I´d love to play them, but given MW2 is already too dated to me in graphics, there is no way i´ll play the original games (even if by some miracle i managed to make´em run in a modern PC).
 
I hear so much fondness for the Crescent Hawk games... I hope someday we see a remake.
I´d love to play them, but given MW2 is already too dated to me in graphics, there is no way i´ll play the original games (even if by some miracle i managed to make´em run in a modern PC).

By now I would expect that GOG would have them all for $9.99 and ready to run in modern PCs but who knows who owns the rights for them? Microsoft?
 
Dated graphics don't bother me at all. I played MechWarrior 2 not that long ago and it was still great fun. I completed both the Clan Wolf and Jade Falcon. If there was one thing that did bug me, it was the lack of good key bindings. You can bind some keys, but many wanted to be set in stone. It made for some awkward controls for a modern game. I tried changing the bindings in DosBox, but that made the game crash when it went to launch the missions.
 
It had to be the first Mechwarrior, The Crescent Hawk's Inception, that I used to jam on my C64. Never been so terrified of seeing a Stinger in my life.

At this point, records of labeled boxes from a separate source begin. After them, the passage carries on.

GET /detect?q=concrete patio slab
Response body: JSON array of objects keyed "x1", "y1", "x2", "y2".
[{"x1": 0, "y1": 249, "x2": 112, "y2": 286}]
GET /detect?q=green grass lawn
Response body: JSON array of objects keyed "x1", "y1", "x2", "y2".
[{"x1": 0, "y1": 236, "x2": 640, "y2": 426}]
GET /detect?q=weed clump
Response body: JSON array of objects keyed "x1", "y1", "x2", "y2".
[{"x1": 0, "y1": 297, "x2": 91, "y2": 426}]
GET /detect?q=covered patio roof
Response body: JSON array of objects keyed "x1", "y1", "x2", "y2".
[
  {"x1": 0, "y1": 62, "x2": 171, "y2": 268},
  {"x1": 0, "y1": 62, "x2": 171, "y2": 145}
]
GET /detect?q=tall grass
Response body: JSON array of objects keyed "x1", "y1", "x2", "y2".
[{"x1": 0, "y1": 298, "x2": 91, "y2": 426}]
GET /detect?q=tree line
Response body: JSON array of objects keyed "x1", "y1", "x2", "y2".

Then I found out my friend never traded in the Chameleon training mech, and PWNed all. In a game where the king of the battlefield is 35 tons, a 50 tonner might as well be an Atlas.

Good times!
 
You could almost do a series of Flashpoints using this game to remake Cresent Hawks Inception, just don't have the open world feel. And you'd need a management system that didn't depend on the Leopard/Argo.